Location
- Al Mizhar 1 Dubai UAE 25°14′11″N 55°25′48″E﻿ / ﻿25.23639°N 55.43000°E

Information
- Type: Private International school
- Established: 1974
- Director: Arwa Taher
- Principal: Kelvin Hornsby
- Gender: Boys and Girls (Different sections, only after Year 4 till Year 11)
- Language: English
- Website: arabunityschool.ae

= Arab Unity School =

Private school in Al Mizhar Dubai, UAE

Arab Unity School is a school in Dubai, United Arab Emirates.

==History==
The school has about 3000+ students from FS 2 to Year 13, to the IGCSE curriculum and for A levels.
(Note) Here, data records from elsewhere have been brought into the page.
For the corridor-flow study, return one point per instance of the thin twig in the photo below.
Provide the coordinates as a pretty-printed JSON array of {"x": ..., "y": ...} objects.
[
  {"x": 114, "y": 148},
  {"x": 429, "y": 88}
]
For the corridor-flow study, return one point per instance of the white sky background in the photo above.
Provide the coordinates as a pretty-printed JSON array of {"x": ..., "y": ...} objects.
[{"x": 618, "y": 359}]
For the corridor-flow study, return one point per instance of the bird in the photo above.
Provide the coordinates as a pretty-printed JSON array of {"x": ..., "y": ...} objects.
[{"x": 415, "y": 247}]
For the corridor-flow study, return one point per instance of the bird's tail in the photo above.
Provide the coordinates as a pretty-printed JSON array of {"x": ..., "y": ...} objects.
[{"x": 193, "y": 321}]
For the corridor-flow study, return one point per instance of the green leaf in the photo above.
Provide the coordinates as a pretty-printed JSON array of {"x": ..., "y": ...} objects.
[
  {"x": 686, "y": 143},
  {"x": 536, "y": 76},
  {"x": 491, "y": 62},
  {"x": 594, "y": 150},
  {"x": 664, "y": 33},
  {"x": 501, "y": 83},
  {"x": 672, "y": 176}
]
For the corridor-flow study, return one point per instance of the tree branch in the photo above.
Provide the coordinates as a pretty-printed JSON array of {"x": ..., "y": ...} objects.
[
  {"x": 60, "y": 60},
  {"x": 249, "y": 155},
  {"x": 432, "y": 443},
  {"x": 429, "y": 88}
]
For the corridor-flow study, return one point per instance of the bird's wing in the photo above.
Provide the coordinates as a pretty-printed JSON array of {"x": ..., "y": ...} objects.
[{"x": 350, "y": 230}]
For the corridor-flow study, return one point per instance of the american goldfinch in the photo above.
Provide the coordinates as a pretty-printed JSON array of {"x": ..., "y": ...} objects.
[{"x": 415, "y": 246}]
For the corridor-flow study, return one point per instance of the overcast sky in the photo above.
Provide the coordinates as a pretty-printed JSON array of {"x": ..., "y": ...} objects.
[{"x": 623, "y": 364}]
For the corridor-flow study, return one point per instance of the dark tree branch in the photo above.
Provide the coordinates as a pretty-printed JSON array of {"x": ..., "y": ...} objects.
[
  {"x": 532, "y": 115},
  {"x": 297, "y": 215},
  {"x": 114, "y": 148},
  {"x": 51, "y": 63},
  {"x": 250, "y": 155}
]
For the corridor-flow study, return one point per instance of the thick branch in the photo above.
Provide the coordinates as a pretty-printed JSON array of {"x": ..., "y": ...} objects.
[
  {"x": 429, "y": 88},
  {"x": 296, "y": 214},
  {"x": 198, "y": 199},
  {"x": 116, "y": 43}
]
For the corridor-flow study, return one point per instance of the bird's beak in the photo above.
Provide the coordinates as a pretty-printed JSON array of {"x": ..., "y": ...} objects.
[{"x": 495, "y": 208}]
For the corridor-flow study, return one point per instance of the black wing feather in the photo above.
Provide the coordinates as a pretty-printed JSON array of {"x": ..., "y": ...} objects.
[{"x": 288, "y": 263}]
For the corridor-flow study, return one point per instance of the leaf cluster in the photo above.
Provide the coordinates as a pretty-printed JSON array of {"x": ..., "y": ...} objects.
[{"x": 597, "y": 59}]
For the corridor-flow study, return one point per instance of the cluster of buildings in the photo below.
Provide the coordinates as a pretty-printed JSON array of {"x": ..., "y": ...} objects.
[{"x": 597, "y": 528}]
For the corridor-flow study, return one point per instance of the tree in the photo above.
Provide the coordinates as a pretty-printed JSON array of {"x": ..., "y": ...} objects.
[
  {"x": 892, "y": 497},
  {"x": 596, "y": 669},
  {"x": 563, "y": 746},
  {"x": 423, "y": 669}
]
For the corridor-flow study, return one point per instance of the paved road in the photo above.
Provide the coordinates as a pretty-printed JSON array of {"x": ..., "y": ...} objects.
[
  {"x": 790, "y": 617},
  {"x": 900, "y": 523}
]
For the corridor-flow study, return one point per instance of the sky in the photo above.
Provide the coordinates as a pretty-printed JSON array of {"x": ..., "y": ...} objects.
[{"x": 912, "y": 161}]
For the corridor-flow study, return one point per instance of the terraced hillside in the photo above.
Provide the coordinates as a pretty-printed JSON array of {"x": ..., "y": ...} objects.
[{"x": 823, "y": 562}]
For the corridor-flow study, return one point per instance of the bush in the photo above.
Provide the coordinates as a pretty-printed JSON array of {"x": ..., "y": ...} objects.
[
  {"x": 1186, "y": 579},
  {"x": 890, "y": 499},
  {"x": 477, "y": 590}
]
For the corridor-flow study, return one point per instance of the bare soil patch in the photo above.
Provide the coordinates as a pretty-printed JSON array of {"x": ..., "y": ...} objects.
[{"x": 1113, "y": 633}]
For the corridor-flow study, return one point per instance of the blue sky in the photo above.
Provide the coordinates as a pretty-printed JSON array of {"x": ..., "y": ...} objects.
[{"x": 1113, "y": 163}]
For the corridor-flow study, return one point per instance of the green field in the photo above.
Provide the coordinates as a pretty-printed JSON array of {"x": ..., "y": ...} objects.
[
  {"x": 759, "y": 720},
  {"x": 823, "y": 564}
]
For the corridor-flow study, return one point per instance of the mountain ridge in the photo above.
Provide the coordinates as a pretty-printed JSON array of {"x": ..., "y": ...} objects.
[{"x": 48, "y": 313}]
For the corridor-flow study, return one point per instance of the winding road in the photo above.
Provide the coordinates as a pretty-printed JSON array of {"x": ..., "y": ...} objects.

The founder and director was Zainab Taher, who died in Mumbai on Monday, 2 May 2022. Arab Unity was founded in 1974.

In 2002, it became the first school to in the Middle East to obtain 'Fellowship Centre' status from Cambridge International Examinations.

The school is a pioneer in the introduction of ICT skills tests into the school curriculum.

==KHDA inspection report==
The Knowledge and Human Development Authority (KHDA), an educational quality assurance authority in Dubai, has published the following the inspection ratings for Arab Unity School.

| School name | 2010-2011 | 2009-2010 | 2008-2009 | Curriculum |
|---|---|---|---|---|
| Arab Unity School | Acceptable | Acceptable | Unsatisfactory | UK |

The 2009 rating of "Unsatisfactory" was an all-time low for the school.In 2010, 2011, 2012, and 2013 the school received the rating of "Acceptable".

==Sports==
Arab Unity specializes in cricket, basketball, and football. In 2006, the school won the under-18 Pepsi inter-school cricket championship. Student Adil Khalil won the cricket 'Best All-rounder' award at under-15 inter-school level for 2008–09. Arab Unity School also won the inter-school cricket championship in 2015.